The Rule of 72 formula helps you quickly calculate how fast your money will double at a certain interest rate…
The Rule of 72 formula is an invention of a fifteenth century Italian mathematician named Luca Pacioli, aka “The Father of Accounting and Bookkeeping”.
Luca is quoted as saying:
“A voler sapere ogni quantità a tanto per 100 l’anno, in quanti anni sarà tornata doppia tra utile e capitale, tieni per regola 72, a mente, il quale sempre partirai per l’interesse, e quello che ne viene, in tanti anni sarà raddoppiato.
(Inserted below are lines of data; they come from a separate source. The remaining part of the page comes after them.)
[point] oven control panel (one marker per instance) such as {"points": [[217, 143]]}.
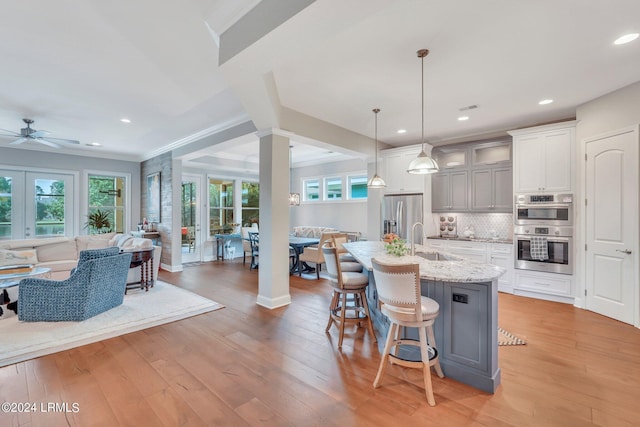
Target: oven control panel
{"points": [[532, 230]]}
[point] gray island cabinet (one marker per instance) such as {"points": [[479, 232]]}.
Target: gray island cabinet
{"points": [[467, 327]]}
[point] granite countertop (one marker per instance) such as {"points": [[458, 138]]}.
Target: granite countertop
{"points": [[452, 269], [466, 239]]}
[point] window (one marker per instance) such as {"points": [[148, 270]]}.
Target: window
{"points": [[220, 206], [250, 203], [333, 188], [5, 207], [343, 187], [107, 194], [357, 187], [311, 189], [189, 207]]}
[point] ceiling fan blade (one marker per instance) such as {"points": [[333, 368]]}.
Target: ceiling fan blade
{"points": [[66, 141], [49, 143], [11, 133], [39, 133]]}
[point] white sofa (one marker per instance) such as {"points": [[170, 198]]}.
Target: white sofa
{"points": [[60, 254]]}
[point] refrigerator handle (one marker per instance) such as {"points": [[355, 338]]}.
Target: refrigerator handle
{"points": [[399, 225]]}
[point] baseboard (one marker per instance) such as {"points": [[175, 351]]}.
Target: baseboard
{"points": [[171, 268], [272, 303]]}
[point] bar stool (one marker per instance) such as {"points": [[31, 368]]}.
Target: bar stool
{"points": [[398, 288], [346, 283]]}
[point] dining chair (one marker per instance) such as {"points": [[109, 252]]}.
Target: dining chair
{"points": [[398, 288], [254, 240], [314, 254]]}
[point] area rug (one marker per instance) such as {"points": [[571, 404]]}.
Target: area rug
{"points": [[162, 304], [507, 338]]}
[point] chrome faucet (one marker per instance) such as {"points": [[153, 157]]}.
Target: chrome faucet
{"points": [[413, 236]]}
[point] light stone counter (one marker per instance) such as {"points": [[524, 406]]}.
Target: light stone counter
{"points": [[466, 328], [450, 268]]}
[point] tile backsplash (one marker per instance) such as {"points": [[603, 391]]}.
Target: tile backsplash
{"points": [[483, 224]]}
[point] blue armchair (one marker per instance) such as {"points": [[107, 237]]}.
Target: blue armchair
{"points": [[96, 285]]}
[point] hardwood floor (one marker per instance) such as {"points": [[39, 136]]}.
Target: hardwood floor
{"points": [[245, 365]]}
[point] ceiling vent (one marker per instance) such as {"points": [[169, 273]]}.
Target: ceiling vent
{"points": [[469, 107]]}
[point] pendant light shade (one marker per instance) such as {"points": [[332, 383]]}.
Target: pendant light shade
{"points": [[294, 198], [376, 181], [423, 164]]}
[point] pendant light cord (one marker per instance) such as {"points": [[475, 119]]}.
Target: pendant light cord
{"points": [[422, 74]]}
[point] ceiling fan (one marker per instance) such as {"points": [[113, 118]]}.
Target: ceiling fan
{"points": [[30, 134]]}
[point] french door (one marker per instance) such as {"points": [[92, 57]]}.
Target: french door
{"points": [[191, 234], [36, 204]]}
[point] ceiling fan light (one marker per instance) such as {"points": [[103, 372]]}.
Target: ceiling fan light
{"points": [[423, 164], [376, 182]]}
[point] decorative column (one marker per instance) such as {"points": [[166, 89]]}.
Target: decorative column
{"points": [[273, 273]]}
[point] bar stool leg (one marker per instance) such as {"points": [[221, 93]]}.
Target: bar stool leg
{"points": [[332, 306], [426, 370], [365, 305], [393, 327], [343, 314], [432, 342]]}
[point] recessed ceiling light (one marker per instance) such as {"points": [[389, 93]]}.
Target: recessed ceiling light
{"points": [[626, 38]]}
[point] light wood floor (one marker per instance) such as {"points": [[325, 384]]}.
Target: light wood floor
{"points": [[246, 365]]}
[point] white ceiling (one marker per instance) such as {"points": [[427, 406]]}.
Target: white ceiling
{"points": [[78, 66]]}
Esempio: Quando l’interesse è a 6 per 100 l’anno, dico che si parta 72 per 6; ne vien 12, e in 12 anni sarà raddoppiato il capitale.”
The Rule of 72 Formula and Investing
This very rough translation of the rule of 72 formula means if you want to know how many years it will take to double your money, divide the interest rate into the number 72.
For example, if you have an annual interest rate of 6%, and divide 72 by 6, you will have 12, which is how long it will take to double your money.
So, if you were to invest in a dividend stock with an approximate 6% dividend, such as Iron Mountain (NYSE: IRM), you could expect your investment to double in approximately 12 years, assuming no change in the value of the stock.